Esa sensación de estar ampliando visualmente los límites de los cognoscible se acentúa cuando llegamos a conocer el vínculo que Joel y Vivian establecieron con la familia gitana de los Escalona en Málaga. Al principio la música, el toque, el cante y una grabadora Uher con la que Meyerowitz realizó los primeros registros sonoros de un arte que hasta entonces solo se transmitía de forma oral. «Que me vio de nacer, viva Málaga la bella, la que me vio de nacer, por muy lejos que me vaya siempre te recordaré». Dice una de las letras que se recogen en la playlist Flamenco x Joel Meyerowitz creada por el propio museo en Spotify. ¿Se imaginan que pudieron sentir estas gentes cuando se escucharon por primera vez?

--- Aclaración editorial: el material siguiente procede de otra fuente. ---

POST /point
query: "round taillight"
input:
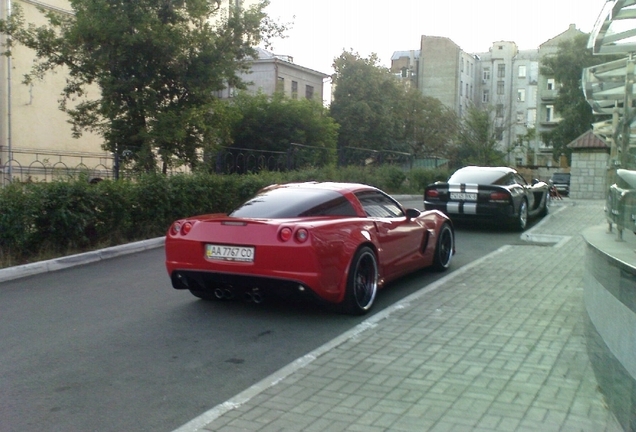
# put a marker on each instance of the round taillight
(302, 235)
(285, 234)
(186, 228)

Aquel invento les daba entidad y elevaba su vida dedicada al flamenco a la categoría de arte, de algún modo los profesionalizaba, lo que venía a coincidir con el auge que experimentaba la ciudad con la aparición de los estudios y las peñas flamencas. De hecho, más que la fotografía que puede resultar algo más fría y distante, fueron estas grabaciones las que sirvieron para romper el hielo y crear un primer vínculo con la familia, sobre todo con el patriarca Antonio Escalona, que los acoge al reconocer en ellos un espíritu bohemio. Resulta inverosímil pensar que fuese en esta ciudad mediterránea del sur de una Andalucía atrasada y con una fuerte presencia de los poderes del Estado en la calle, donde Meyerowitz lograse alcanzar la mayor libertad creativa. Ante ello, la respuesta solo puede ser una: el duende.

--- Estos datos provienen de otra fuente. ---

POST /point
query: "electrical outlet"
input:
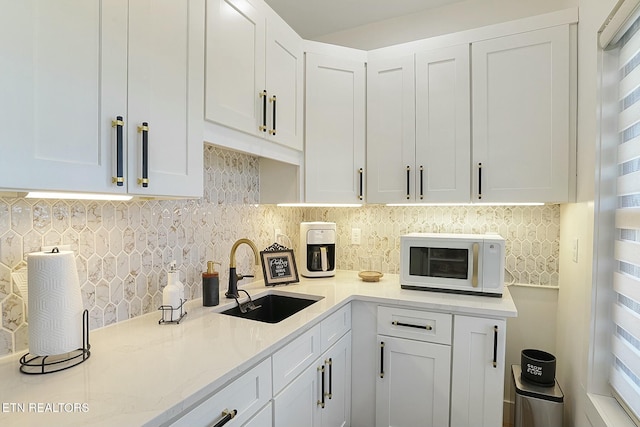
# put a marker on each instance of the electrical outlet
(60, 248)
(355, 236)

El fotógrafo logra tomar el pulso a la ciudad, el tempo al compás flamenco y a sí mismo, siendo su voz una más en esas reuniones en las que al unísono los aficionados jaleaban al cantaor ya fuese por tangos, bulerías o alegrías. Luego las imágenes reflejan ese sentir de fiesta y alegría que revelan la íntima convivencia y como su experiencia no se limitó a la búsqueda de lo fotogénico, a conseguir una imagen a modo de souvenir, sino que algo más hondo de esa cultura había sido interiorizado. Si Lorca lo sabía, Meyerowitz lo intuía, «el gitano es el que guarda el ascua, la sangre y el alfabeto de la verdad andaluza y universal».

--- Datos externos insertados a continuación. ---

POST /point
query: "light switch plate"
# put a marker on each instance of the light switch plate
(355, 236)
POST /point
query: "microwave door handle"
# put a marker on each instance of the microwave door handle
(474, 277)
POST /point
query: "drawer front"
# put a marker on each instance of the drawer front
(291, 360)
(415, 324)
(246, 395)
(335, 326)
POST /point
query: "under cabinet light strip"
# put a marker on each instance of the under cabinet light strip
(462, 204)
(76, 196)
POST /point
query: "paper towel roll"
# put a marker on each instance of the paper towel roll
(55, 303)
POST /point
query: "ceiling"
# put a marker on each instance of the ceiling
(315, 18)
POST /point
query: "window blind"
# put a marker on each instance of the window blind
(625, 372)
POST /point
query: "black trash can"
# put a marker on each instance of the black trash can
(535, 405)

Un autorretrato de Joel al comienzo de esta exposición tomado en Inglaterra posiblemente a los pocos días de llegar a Europa, nos invita a penetrar en el espacio más íntimo del autor compartiendo con los espectadores una pregunta por su identidad. Está realizado delante de un espejo donde el propio acto de fotografiarse ha quedado capturado y enmarcado en un lienzo al estilo velazqueño. El deseo de convertirse en un artista singular va adquiriendo forma, como el marco que lo circunscribe. Desnudo, su mirada ligeramente se alza por encima de la máquina. La disyuntiva de la fotografía entendida como «ventana o espejo» que estableciera Szarkowski es aquí superada: la exploración del mundo exterior y la expresión del mundo interior se superponen. Es un yo en devenir.
Meses después aquel joven flaco y aparentemente algo inseguro tendrá el arrojo de fotografiar con soberbia al patriarca gitano en lo alto de un cerro en Cártama como si fuera dueño y señor de la tierra que divisa. Su figura se erige en el centro del encuadre, cual junco en su cénit. Sus ojos y el anillo que sobresale de su mano izquierda apuntan al espectador. El retrato de este hombre simplificado de uniformes, insignias, y sotanas inspira otro poder y consolida una manera de mirar que es ya única en la historia de la fotografía moderna y contemporánea.